Ala de detento morto por coronavírus no Ceará é isolada e presos fazem testes

Testagem acontece nesta terça-feira, 28, sete dias após o internamento do detento que morreu vítima do Covid-19

Jéssika Sisnando
22:10 | 28/04/2020
Testagem já foi feita em outros presídios, como a CPPL 6, onde foi registrado o primeiro caso de coronavírus no sistema prisional do Ceará (Foto: Divulgação/SAP)
Testagem já foi feita em outros presídios, como a CPPL 6, onde foi registrado o primeiro caso de coronavírus no sistema prisional do Ceará (Foto: Divulgação/SAP)

A ala da CPPL 2, onde estava o detento de 36 anos que morreu vítima de coronavírus, foi isolada. O interno estava em Unidade de Pronto Atendimento (UPA) em Horizonte desde o dia 21 de abril. Os detentos da ala estão fazendo exames nesta terça-feira, 28, uma semana após o preso ser hospitalizado. A morte aconteceu nesta segunda-feira, 27.

De acordo com a Secretaria da Administração Penitenciária do Estado (SAP), o Núcleo de Saúde da pasta realizariam testes em todos os internos da ala ainda nesta terça-feira. O órgão reiterou ainda que foram providenciados testes rápidos para servidores e internos.

Até o momento, 67 agentes penitenciários testaram positivo para o coronavírus. Familiares dos profissionais que apresentaram o positivo para Covid-19 também estão passando por testes, conforme o secretário Mauro Albuquerque.

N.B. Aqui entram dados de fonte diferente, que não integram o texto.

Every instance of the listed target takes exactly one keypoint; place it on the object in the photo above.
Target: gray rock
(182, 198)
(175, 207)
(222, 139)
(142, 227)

"As medidas tomadas pela SAP são procedimentos de segurança sanitária, algumas triagens. Toda pessoa que entra no sistema penitenciária é aferida a temperatura, tem que ter uso de máscaras, luvas, álcool em gel", enumera o secretário.

>>> Membros de facções com coronavírus não podem ir a unidades de saúde comuns, alerta conselheiro

De acordo com o titular da pasta, o banho de sol passou para três horas, em virtude da importância do aumento da vitamina D, que tem efeito na imunidade, depender de raios solares.

"O preso internado, ele volta para unidade de enfermagem e passa por quarentena. Preso com sintomas vai para enfermaria, quarentena e o serviço médico entra de cela em cela para ver se tem preso com sintomas e entre agentes aplicações de teste rápido na Secretaria e no interior para onde mandamos os testes", relata Albuquerque.

Mauro Albuquerque relata que os presos que são do grupo de risco tiveram os nomes encaminhados para órgãos como Ministério Público do Estado, Defensoria Pública e Justiça para que sejam tomadas as medidas cabíveis.